In this post, there is one mention of eating disorders so please read with care and caution and if you want to skip this week’s newsletter that’s completely okay.
Who am I? Am I who I’ve always been? Is my digital self part of me or something different?
When I was first in therapy in 2020, I was struggling enormously with my self of sense. In many ways I still am. Back then, I found it debilitating to imagine that different versions of me, or ‘fragments’ as I used to refer to them then, could exist out there and in the minds of other people. What I realise now about why it became so overwhelming is that I could not state, defend, make claim or validate a single version of who I was even to myself. I lacked the agency to say with conviction ‘I am this kind of a person’ or ‘I am a person who could be described as this’. Knowing that other people could disagree or see me in a different way prevented me from seeing all my selves as a whole.
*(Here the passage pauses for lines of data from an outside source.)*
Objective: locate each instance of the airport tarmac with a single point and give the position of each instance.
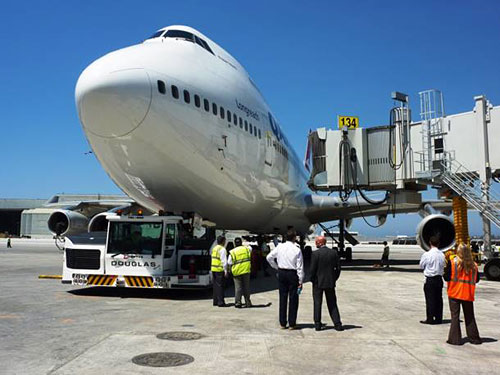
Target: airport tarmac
(50, 328)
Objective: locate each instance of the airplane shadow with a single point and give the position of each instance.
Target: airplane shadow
(369, 265)
(171, 294)
(258, 285)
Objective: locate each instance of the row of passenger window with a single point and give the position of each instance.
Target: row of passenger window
(216, 110)
(281, 149)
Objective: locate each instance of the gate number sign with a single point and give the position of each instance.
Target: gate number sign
(351, 122)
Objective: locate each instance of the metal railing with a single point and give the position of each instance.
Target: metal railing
(468, 185)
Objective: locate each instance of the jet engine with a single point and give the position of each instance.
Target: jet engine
(66, 222)
(99, 223)
(436, 225)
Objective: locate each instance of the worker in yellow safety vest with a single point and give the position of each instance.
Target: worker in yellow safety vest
(240, 262)
(219, 271)
(462, 275)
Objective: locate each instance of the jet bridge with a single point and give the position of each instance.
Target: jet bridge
(457, 154)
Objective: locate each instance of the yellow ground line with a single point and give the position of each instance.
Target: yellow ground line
(50, 277)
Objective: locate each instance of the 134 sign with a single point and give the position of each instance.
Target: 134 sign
(350, 122)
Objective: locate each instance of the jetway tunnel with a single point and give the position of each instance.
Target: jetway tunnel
(456, 154)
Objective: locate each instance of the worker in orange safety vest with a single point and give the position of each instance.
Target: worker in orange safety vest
(462, 275)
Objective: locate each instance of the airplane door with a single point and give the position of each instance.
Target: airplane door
(269, 159)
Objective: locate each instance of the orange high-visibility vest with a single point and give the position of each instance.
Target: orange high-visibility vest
(462, 285)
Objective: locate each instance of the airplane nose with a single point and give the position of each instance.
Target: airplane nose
(112, 103)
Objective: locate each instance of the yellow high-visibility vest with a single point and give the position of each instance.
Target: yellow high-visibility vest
(216, 260)
(241, 259)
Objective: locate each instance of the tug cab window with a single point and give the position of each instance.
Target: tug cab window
(135, 238)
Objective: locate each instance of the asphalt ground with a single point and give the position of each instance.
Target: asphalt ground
(50, 328)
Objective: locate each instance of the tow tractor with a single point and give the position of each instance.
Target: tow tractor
(140, 252)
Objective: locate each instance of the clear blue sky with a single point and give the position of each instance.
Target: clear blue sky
(312, 60)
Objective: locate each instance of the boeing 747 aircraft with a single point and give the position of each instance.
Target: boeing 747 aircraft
(179, 126)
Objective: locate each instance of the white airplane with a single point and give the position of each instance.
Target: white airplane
(179, 126)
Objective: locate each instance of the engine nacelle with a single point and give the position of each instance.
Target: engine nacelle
(381, 219)
(66, 222)
(436, 225)
(99, 223)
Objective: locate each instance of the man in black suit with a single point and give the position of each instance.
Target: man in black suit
(325, 270)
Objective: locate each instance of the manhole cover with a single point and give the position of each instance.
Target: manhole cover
(162, 359)
(179, 336)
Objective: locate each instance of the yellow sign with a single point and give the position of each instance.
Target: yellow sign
(351, 122)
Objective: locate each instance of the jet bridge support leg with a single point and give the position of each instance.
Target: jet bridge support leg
(341, 243)
(461, 221)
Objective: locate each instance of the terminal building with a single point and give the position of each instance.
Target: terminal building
(28, 217)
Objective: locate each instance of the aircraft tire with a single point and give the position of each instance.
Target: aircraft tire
(492, 269)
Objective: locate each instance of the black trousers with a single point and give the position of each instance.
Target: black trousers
(455, 335)
(219, 286)
(433, 289)
(331, 301)
(288, 285)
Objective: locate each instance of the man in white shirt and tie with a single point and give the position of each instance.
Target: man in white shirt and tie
(432, 262)
(287, 259)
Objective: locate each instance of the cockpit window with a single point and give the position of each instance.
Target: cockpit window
(157, 34)
(204, 44)
(179, 34)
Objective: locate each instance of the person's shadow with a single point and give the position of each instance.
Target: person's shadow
(326, 327)
(484, 340)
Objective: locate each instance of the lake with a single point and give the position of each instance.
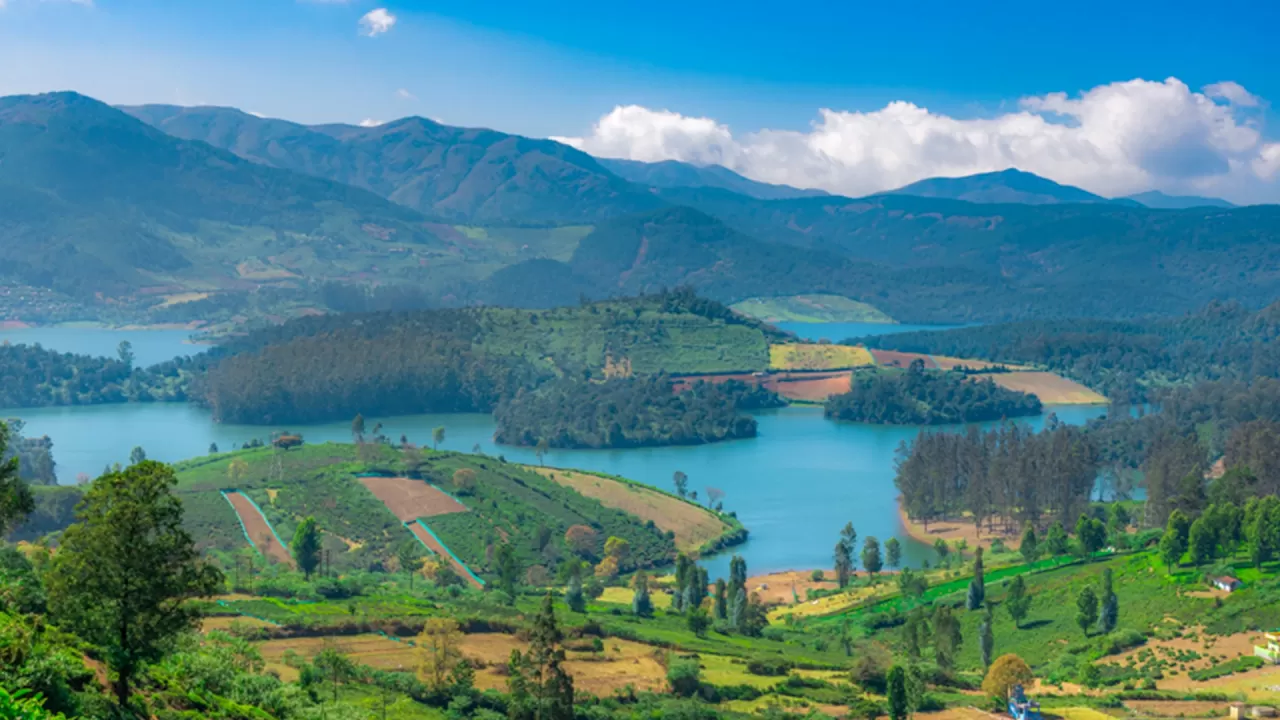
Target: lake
(794, 486)
(149, 346)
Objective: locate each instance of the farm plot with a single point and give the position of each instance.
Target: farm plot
(693, 525)
(1048, 387)
(259, 531)
(817, 356)
(408, 499)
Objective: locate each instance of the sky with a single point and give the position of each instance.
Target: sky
(853, 98)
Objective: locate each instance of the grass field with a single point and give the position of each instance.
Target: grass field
(810, 309)
(693, 524)
(1050, 387)
(816, 356)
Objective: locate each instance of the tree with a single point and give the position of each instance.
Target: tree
(1006, 671)
(16, 499)
(640, 602)
(871, 556)
(1086, 609)
(408, 554)
(896, 693)
(1018, 602)
(1202, 541)
(1173, 543)
(684, 677)
(1056, 542)
(508, 572)
(124, 572)
(1029, 545)
(574, 596)
(894, 550)
(124, 351)
(986, 638)
(306, 546)
(357, 429)
(439, 650)
(977, 586)
(1109, 615)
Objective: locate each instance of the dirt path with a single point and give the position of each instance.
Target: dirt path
(410, 499)
(438, 547)
(257, 529)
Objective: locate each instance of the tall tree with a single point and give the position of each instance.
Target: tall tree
(896, 693)
(977, 595)
(894, 550)
(1109, 614)
(1029, 545)
(357, 429)
(681, 482)
(124, 572)
(16, 499)
(306, 546)
(1086, 609)
(986, 638)
(439, 650)
(1018, 602)
(871, 556)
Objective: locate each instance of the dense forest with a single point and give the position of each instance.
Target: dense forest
(1008, 474)
(1125, 360)
(35, 377)
(630, 413)
(926, 397)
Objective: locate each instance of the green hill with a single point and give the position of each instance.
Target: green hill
(462, 174)
(92, 200)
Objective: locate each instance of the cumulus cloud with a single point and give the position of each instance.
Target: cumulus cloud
(1114, 140)
(376, 22)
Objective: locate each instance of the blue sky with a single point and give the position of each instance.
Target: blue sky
(556, 69)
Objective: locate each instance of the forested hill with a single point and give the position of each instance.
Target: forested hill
(1127, 360)
(333, 367)
(94, 200)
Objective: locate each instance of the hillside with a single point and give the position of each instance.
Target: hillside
(460, 174)
(1156, 199)
(92, 200)
(673, 173)
(1004, 187)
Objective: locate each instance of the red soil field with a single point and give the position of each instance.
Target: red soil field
(259, 532)
(420, 533)
(410, 499)
(895, 359)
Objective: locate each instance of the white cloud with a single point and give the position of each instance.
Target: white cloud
(376, 22)
(1114, 140)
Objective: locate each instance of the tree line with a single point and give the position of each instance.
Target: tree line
(629, 413)
(923, 397)
(1009, 474)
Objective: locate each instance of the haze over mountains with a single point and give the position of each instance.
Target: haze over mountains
(100, 200)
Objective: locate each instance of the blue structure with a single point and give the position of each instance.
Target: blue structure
(1020, 707)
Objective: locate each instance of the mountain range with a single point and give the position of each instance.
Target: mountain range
(120, 203)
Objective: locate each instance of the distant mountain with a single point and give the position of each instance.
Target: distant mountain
(1156, 199)
(673, 173)
(458, 174)
(1005, 186)
(96, 201)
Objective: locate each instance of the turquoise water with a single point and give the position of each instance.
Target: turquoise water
(794, 486)
(836, 332)
(149, 346)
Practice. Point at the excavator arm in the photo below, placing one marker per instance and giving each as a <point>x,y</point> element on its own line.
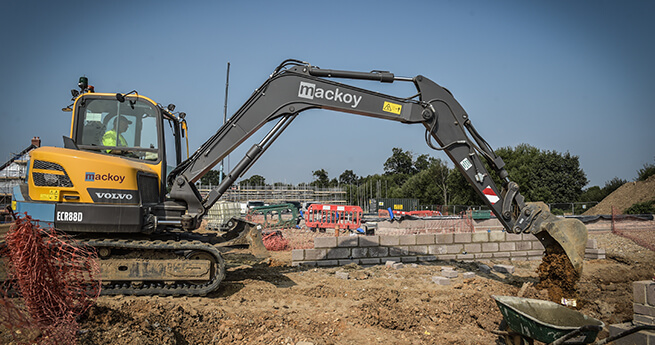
<point>296,86</point>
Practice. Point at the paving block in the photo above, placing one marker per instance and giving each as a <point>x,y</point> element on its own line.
<point>327,263</point>
<point>342,275</point>
<point>490,247</point>
<point>325,242</point>
<point>639,291</point>
<point>417,250</point>
<point>425,258</point>
<point>298,255</point>
<point>643,320</point>
<point>407,240</point>
<point>463,237</point>
<point>454,248</point>
<point>650,293</point>
<point>347,241</point>
<point>497,236</point>
<point>369,241</point>
<point>466,257</point>
<point>425,239</point>
<point>359,252</point>
<point>444,238</point>
<point>398,251</point>
<point>315,254</point>
<point>378,252</point>
<point>513,237</point>
<point>504,269</point>
<point>389,240</point>
<point>641,309</point>
<point>441,280</point>
<point>338,253</point>
<point>480,237</point>
<point>473,247</point>
<point>523,245</point>
<point>369,261</point>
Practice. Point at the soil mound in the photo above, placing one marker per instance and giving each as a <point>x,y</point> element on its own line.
<point>625,196</point>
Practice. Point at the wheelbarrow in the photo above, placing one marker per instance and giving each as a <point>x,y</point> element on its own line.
<point>526,320</point>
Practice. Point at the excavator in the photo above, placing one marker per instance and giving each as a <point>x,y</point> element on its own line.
<point>119,182</point>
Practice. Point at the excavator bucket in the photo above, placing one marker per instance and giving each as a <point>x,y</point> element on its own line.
<point>238,232</point>
<point>561,235</point>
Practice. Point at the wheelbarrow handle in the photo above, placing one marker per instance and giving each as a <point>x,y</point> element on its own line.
<point>625,334</point>
<point>576,333</point>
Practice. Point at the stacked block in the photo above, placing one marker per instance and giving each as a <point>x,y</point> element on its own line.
<point>374,250</point>
<point>644,314</point>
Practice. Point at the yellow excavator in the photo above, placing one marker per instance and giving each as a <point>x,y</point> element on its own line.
<point>120,183</point>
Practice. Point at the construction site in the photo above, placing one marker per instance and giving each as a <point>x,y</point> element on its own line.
<point>112,240</point>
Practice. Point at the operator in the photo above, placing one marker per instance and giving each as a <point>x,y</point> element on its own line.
<point>109,138</point>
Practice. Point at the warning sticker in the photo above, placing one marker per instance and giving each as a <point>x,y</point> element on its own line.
<point>466,164</point>
<point>392,108</point>
<point>491,195</point>
<point>53,195</point>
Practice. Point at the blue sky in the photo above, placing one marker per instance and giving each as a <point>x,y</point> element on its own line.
<point>572,76</point>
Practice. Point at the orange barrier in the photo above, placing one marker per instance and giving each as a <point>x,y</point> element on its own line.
<point>320,216</point>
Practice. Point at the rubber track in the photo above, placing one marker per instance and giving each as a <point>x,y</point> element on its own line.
<point>149,288</point>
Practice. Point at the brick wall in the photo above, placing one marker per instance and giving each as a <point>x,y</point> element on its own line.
<point>644,314</point>
<point>372,250</point>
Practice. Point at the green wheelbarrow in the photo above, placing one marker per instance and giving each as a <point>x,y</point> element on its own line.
<point>526,320</point>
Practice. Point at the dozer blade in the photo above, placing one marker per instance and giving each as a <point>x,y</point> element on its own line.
<point>561,235</point>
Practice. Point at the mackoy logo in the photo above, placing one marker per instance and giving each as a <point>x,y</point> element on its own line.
<point>310,91</point>
<point>91,177</point>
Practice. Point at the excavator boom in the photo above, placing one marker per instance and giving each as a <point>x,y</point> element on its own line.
<point>297,86</point>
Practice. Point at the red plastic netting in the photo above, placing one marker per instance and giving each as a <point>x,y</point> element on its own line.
<point>54,278</point>
<point>274,241</point>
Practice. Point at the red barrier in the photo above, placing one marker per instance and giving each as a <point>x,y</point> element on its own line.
<point>385,213</point>
<point>321,216</point>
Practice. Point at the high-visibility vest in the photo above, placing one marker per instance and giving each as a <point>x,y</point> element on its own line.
<point>109,139</point>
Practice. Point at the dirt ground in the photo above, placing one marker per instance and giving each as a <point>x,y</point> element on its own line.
<point>270,302</point>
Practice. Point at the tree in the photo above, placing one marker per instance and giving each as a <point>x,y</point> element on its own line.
<point>211,177</point>
<point>400,162</point>
<point>546,176</point>
<point>647,171</point>
<point>348,177</point>
<point>321,179</point>
<point>254,180</point>
<point>430,185</point>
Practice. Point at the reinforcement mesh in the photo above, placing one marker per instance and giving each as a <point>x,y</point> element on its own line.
<point>51,280</point>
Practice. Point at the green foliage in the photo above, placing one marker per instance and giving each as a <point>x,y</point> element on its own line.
<point>647,171</point>
<point>254,180</point>
<point>400,162</point>
<point>348,177</point>
<point>546,176</point>
<point>321,179</point>
<point>641,208</point>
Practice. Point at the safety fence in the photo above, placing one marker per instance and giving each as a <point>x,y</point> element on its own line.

I think it’s why I’ve struggled so much with online dating. The ‘digital version’ of my online dating self becomes a marketing campaign that has never felt entirely congruent or true. It had the power to make me question myself, or at the very least how I was being perceived. All the quirks, quips, tone and subtleties help us judge an interaction and whether we gel with a person. Things we struggle to conceive of behind a screen.
Since the C-word of 2020 studies have taken place to assess the impact of increases in screen time, particularly in work environments. Research shows that increased digital communication results in decreased satisfaction. The University of California at Irvine, M.I.T., and Microsoft also explored the impact of digital communication through heart-rate monitors of forty workers, which after almost two weeks, proved that subjects’ stress levels rose higher the longer they spent on e-mail. If technology has the power to make us identify with feeling stressed, then trying to reconcile our digital selves through digital communication with others can feel like a kind of fracturing.
My digital self consists of the images of me or the words I have written, like prompts on a dating profile or emails sent at work, that exist somewhere online. They are the ways my personality, behaviours and qualities are communicated. They never seem to show the whole picture. A digital self is also one that lives not in chronological order. Your digital self if not a linear line like your in-real-life self, who can easily divide past self from current self. You digital self is always every version of you to have ever existed. A Tweet from 2016 looks the same as one from last week. It’s trickier for people to conceptualize the passing of time and the changes that may come with it to who you are as a person here and now. Public opinions and acceptability around certain topics may shift, meaning that retroactive judgements can applied to online comments and statements that were held in the past. Creator Hannah Stella summed it up perfectly: “People will be like, ‘Well, you said this in 2018’. And I’m like, ‘OK, I don’t know, that b*tch was crazy!’”
Fears of cancel culture have limited people from feeling confident in putting “themselves out there” in all spheres of life and has also led to a wider depoliticisation of the younger generation. Our digital selves carry little room for error.
There is also a part of my in-real-life self that has a relationship not with my digital self, but with technology as a whole. One that, like digital communication, equally provides a sense of stress. I constantly feel like I am always being told off. That my “self” is someone who gets things wrong and doesn’t comply with the rules. The other day, I got a notification about a fine from my gym for not turning up to a swimming slot that I booked. I pay £40 a month for a membership and the time I’d booked wasn’t on a waitlist. I had an email from a gallery after I visited asking if I enjoyed my visit and immediately felt anxious. I am watched, surveilled and followed by technology. I find the notifications on my phone overwhelming. The little red dot alerts hover over all my apps to let me know just how many unread messages or emails I have staring back at me every time I go on my phone.
What we consume online has an even greater impact on our sense of self. For every hour that a nine or ten-year-old child stays on social media, there is a 62% chance they’ll develop an eating disorder the following year. Studies have cited the constant comparison to unattainable body ideals, the pressure to display the body for likes, and exposure to eating disorder content as the main contributing factors. TikTok trends have given rise to young women desiring soft-girl lives of leisure or hopes of becoming a tradwife. Online, who we are and who we might become is the commodity that’s up for sale and we’re buying straight into it.
So, who are you? Are you who you’ve always been? How much does your digital self feel like a fragmented version of your true self?